Frost crawls upon the window. Flecks of orange light trickle through the icy sheets.
I link my hands around my mug of tea for the third time and sigh. I sit in the conservatory, wrapped in my dressing gown, frowning. Behind me, the first glimmer of dawn peeks over the neighbour’s fence and lands upon my computer screen.
As 8am hits, I down the last of my lukewarm tea and close my eyes. The page isn’t real, I know. Yet its white, digital emptiness covers the words I am searching for in a blanket of doubt. I have typed, deleted, typed, deleted; an hour’s work, but nothing to show for it.
I close the laptop lid. I open my eyes, lean back, stare at the ceiling. I tap my nails on the rim of my mug. Another cup of tea? No. If I go to the kitchen now, I’ll convince myself to stay there. The shadow of the ceiling fan expands, shrinks, as the plastic blades spin. I follow it with my eyes. Mum must have left it on last night. It’s been turning all this time. Spinning, steadily, through the darkened hours. No one to see.
I shake my head, give my cheek a slap. Focus! I need to try something else. Setting the mug down on the table I rise, tighten my dressing gown belt, and leave the conservatory.
Birds drop into my garden. Sparrows. Pigeons. They chatter and rummage through the grass, pecking for insects. Spider webs, heavy with dew and melting snow, gleam silver as the sun finally rises above the horizon.

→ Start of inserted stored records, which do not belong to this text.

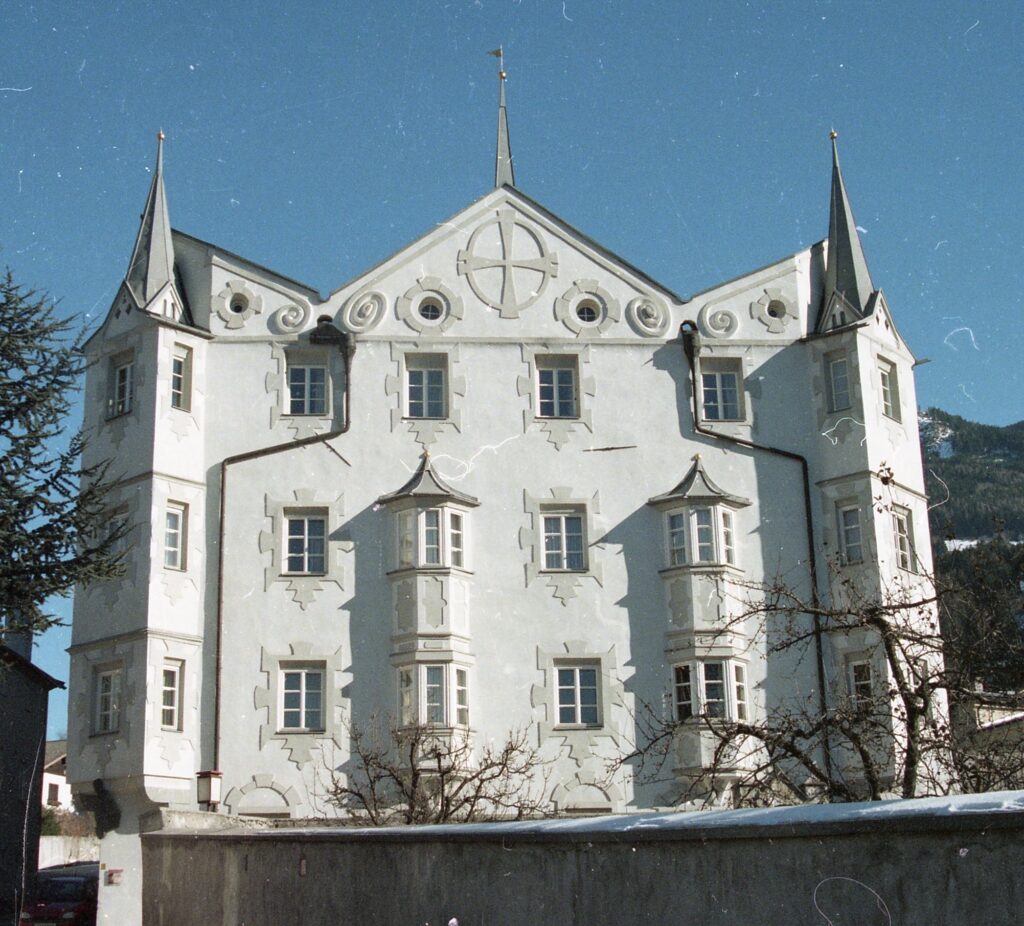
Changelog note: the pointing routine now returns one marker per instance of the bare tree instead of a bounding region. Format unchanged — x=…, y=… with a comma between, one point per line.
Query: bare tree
x=423, y=774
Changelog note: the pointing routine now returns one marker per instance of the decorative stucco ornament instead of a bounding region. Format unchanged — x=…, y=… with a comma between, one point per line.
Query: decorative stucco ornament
x=507, y=264
x=237, y=303
x=718, y=323
x=648, y=317
x=364, y=311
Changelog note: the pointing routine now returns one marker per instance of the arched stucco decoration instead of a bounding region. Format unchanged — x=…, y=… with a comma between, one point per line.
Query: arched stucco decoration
x=609, y=311
x=409, y=303
x=648, y=317
x=237, y=303
x=559, y=430
x=531, y=539
x=426, y=430
x=262, y=794
x=267, y=697
x=305, y=588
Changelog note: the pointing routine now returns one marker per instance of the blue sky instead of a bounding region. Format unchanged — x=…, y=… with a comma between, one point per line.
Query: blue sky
x=689, y=137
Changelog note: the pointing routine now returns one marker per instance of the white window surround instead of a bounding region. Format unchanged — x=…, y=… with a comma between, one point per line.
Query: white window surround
x=851, y=539
x=715, y=688
x=701, y=535
x=176, y=536
x=433, y=695
x=301, y=698
x=108, y=685
x=172, y=682
x=838, y=378
x=181, y=361
x=432, y=538
x=305, y=542
x=721, y=386
x=889, y=385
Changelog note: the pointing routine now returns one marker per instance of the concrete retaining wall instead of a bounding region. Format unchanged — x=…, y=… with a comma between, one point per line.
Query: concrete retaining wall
x=772, y=868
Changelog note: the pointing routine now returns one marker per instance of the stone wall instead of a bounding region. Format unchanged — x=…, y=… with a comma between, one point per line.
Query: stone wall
x=906, y=863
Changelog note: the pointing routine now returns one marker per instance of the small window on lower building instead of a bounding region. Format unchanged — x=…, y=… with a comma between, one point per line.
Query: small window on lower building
x=579, y=696
x=302, y=699
x=305, y=544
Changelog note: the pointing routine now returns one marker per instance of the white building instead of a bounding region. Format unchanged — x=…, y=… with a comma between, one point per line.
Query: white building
x=466, y=489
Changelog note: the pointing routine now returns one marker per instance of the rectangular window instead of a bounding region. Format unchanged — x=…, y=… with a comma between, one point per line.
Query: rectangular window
x=122, y=387
x=579, y=704
x=721, y=383
x=903, y=539
x=306, y=544
x=861, y=687
x=557, y=387
x=677, y=539
x=839, y=383
x=851, y=546
x=890, y=389
x=426, y=388
x=175, y=534
x=684, y=692
x=302, y=699
x=563, y=543
x=108, y=698
x=307, y=390
x=170, y=700
x=462, y=697
x=181, y=378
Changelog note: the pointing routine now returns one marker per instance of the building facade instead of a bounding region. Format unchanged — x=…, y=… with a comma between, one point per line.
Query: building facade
x=503, y=479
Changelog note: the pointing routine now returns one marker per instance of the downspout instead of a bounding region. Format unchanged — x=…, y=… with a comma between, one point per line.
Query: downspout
x=325, y=333
x=687, y=332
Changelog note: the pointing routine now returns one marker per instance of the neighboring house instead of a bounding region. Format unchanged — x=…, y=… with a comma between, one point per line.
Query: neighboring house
x=55, y=791
x=25, y=690
x=465, y=490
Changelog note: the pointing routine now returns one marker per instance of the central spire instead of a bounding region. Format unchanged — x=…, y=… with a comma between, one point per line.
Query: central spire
x=504, y=174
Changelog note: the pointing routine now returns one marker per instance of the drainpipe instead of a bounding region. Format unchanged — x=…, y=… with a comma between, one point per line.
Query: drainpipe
x=687, y=332
x=325, y=333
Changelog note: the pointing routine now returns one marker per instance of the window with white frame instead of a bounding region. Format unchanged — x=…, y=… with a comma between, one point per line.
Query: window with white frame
x=721, y=389
x=433, y=695
x=426, y=385
x=701, y=535
x=564, y=540
x=903, y=539
x=557, y=387
x=307, y=389
x=579, y=695
x=301, y=707
x=172, y=676
x=181, y=378
x=305, y=543
x=713, y=687
x=175, y=535
x=107, y=693
x=431, y=537
x=122, y=386
x=850, y=539
x=861, y=683
x=838, y=369
x=890, y=389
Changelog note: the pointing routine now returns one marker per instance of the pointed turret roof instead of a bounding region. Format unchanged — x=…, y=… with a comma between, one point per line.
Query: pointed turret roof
x=426, y=485
x=696, y=487
x=152, y=265
x=504, y=173
x=846, y=268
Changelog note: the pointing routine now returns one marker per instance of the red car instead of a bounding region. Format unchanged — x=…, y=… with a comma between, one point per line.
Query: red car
x=65, y=895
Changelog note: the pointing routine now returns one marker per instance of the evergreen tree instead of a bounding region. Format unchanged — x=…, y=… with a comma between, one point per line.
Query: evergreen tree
x=52, y=532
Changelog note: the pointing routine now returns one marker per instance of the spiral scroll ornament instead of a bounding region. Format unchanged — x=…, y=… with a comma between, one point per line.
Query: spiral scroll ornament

There’s a crack in the window frost.
The birds scatter as I return, notebook in hand, and sit down at the table. The crease of the paper brings me comfort. On each page, the scrawls of my past self remain. Arrows indicating where paragraphs should move, notes in the margins, red lines through every mistake. Nothing of much value is written in this book. Seeds of ideas, mistakes, stories that I have later lifted, re-shaped, and reorganized onto my hard drive. Yet, as I turn each page, I feel affection for these untamed thoughts. I recognize their right to be wrong.
At last, I come to a blank page. Placing my hand upon the paper, I take a moment to think of a beginning. Not the beginning, of course. Just one false start out of many. the pressure of my fingers allows me to see through the paper. I scan over my handwriting, reminiscing about the world of my last story, admiring the imprint of the bones now given flesh on my laptop. I see the crossings out. I remember the flaws.
Blankness gives way to possibility. I put pen to paper, writing the first thing that comes to me. I cross it out, start again. Evolution at work.
The birds return. They sit on the fence, bathing in the morning sun. Upon the window, the frost loses grip. It cracks. It melts. Until, at last, it is gone.